The notion of a modernist avant-garde has proven troublesome in much recent feminist writing. For a start, as Susan Suleiman points out, the term is annoyingly imprecise and even slightly ridiculous:

To say the word ‘avant-garde’ today is to risk falling into a conceptual and terminological quagmire. Is ‘avant-garde’ synonymous with, or to be subtly distinguished from, the experimental, the bohemian, the modern, the modernist, the postmodern? Is it a historical category or a transhistorical one? A purely aesthetic category or a philosophical/political/existential one? Is it still to be taken seriously, or does it ‘conjure up comical associations of aging youth’? In short, does the word have specific content or has it become so vague and general as to be virtually useless?
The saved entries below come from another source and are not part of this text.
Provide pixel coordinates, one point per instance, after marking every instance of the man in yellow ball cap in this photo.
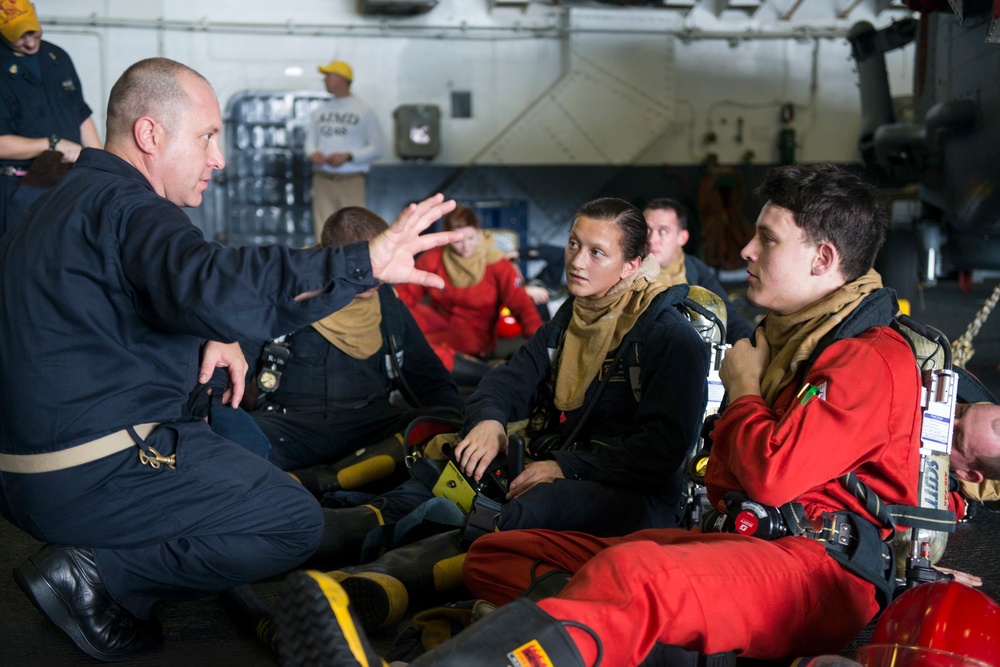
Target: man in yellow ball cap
(41, 108)
(342, 140)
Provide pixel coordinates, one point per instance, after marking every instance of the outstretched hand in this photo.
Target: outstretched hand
(393, 250)
(229, 356)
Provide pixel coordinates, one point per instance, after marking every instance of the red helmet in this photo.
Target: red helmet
(943, 624)
(507, 326)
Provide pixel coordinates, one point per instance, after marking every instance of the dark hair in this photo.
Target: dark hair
(988, 464)
(832, 205)
(150, 87)
(667, 204)
(462, 216)
(350, 224)
(633, 234)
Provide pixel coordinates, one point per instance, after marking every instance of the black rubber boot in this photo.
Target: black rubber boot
(344, 531)
(364, 466)
(317, 626)
(66, 586)
(519, 633)
(381, 590)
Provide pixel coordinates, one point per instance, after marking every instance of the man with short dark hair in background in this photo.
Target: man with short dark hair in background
(668, 233)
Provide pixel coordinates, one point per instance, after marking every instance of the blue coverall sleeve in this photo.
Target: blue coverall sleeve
(185, 284)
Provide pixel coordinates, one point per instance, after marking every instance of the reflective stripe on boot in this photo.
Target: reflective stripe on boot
(418, 569)
(518, 634)
(318, 628)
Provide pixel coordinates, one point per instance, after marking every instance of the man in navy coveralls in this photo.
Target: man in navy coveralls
(109, 295)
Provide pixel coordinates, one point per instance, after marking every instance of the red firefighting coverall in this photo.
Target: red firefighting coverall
(725, 592)
(464, 319)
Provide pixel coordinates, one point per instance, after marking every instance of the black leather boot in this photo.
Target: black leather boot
(317, 626)
(344, 531)
(364, 466)
(519, 633)
(64, 583)
(381, 590)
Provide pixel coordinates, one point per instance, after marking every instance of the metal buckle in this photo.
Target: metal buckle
(157, 458)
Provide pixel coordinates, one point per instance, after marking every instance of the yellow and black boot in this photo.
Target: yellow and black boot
(344, 531)
(519, 633)
(364, 466)
(381, 590)
(317, 626)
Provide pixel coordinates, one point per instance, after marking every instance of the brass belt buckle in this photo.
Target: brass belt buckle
(157, 458)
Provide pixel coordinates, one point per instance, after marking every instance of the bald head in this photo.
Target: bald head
(152, 87)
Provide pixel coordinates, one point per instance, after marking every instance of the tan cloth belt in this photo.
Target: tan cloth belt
(75, 456)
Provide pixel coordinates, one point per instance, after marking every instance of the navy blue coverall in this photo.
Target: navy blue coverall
(332, 404)
(33, 106)
(627, 472)
(108, 292)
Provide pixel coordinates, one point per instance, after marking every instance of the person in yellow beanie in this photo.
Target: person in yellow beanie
(41, 109)
(342, 140)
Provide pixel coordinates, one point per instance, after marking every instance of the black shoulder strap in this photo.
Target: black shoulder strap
(392, 322)
(392, 340)
(970, 389)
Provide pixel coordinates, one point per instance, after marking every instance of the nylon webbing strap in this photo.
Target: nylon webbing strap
(905, 515)
(873, 503)
(482, 519)
(923, 517)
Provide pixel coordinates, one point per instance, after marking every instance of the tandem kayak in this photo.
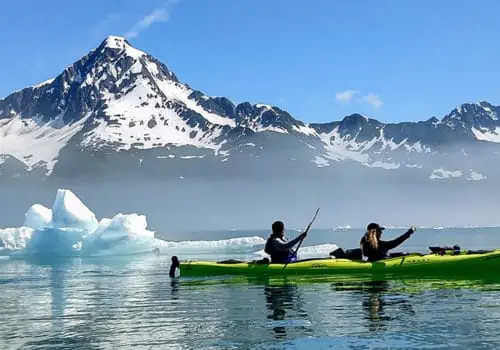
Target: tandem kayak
(473, 264)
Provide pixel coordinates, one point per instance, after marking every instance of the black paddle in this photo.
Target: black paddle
(306, 231)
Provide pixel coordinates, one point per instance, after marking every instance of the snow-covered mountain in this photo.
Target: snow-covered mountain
(120, 112)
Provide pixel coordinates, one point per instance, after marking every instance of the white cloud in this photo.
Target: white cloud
(345, 96)
(160, 14)
(373, 99)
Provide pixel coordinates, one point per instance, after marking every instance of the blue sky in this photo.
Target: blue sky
(320, 59)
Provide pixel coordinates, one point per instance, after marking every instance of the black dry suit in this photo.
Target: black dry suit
(383, 246)
(280, 250)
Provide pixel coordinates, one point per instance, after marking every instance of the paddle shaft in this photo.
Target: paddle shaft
(307, 230)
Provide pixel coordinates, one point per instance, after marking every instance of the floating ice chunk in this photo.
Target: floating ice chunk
(125, 233)
(38, 217)
(54, 241)
(69, 211)
(131, 225)
(15, 238)
(240, 244)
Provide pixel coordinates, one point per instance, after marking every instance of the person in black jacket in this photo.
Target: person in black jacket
(278, 248)
(374, 248)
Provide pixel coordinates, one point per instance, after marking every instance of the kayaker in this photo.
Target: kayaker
(373, 248)
(278, 248)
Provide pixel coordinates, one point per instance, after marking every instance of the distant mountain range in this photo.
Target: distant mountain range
(119, 112)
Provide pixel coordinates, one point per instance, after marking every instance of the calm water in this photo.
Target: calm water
(113, 303)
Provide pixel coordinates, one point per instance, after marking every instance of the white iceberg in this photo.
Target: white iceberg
(69, 211)
(38, 217)
(72, 229)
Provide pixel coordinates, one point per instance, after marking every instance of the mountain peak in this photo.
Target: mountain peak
(121, 44)
(115, 42)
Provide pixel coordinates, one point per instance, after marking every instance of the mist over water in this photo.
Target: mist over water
(176, 207)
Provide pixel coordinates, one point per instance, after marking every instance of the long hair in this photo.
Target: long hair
(371, 239)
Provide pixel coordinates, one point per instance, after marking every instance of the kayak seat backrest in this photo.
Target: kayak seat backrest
(352, 254)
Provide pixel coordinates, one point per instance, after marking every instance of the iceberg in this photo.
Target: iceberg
(69, 228)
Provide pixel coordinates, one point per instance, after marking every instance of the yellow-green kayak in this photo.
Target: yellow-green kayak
(414, 264)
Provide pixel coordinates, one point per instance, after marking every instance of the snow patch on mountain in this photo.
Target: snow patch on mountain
(486, 135)
(35, 142)
(43, 83)
(179, 92)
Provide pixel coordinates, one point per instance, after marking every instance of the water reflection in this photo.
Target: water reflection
(380, 303)
(286, 306)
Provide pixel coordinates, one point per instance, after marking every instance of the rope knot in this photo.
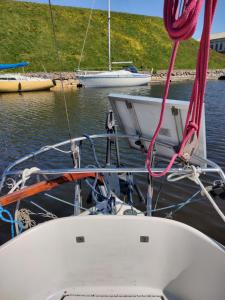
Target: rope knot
(193, 125)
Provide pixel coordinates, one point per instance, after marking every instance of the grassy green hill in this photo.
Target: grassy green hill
(26, 34)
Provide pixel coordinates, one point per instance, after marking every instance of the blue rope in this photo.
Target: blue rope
(10, 219)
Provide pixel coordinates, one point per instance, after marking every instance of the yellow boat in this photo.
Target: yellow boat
(10, 83)
(17, 83)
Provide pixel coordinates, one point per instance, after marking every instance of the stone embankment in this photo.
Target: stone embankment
(70, 81)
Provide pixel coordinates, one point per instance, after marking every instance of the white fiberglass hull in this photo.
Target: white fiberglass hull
(107, 257)
(114, 79)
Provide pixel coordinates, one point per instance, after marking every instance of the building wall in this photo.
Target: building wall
(218, 45)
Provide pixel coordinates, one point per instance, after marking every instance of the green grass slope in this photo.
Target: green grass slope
(26, 34)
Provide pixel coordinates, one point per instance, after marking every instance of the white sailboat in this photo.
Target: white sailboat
(127, 77)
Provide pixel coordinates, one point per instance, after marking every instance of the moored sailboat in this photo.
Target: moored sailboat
(119, 78)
(Suleiman, 1988:148) Equally disturbing is the conspicuous shortage of women writers and artists who have been classified as avant-garde in the standard literary and art historical surveys of the early twentieth century. Even though women have traditionally occupied marginal spaces in patriarchal culture, it seems that (despite a few exceptional exceptions, like Gertrude Stein and Meret Oppenheim) they have frequented the wrong margins. Instead of appearing as strikingly original and fashionably vanguard, the work of women writers and artists has, more often than not, been described as derivative, deviant, old-fashioned, and second-rate. Evidently, mainstream bourgeois culture draws important distinctions between those privileged outsiders who are recognized as daringly advanced and a whole host of insignificant ‘others’ whose differences are simply uninteresting.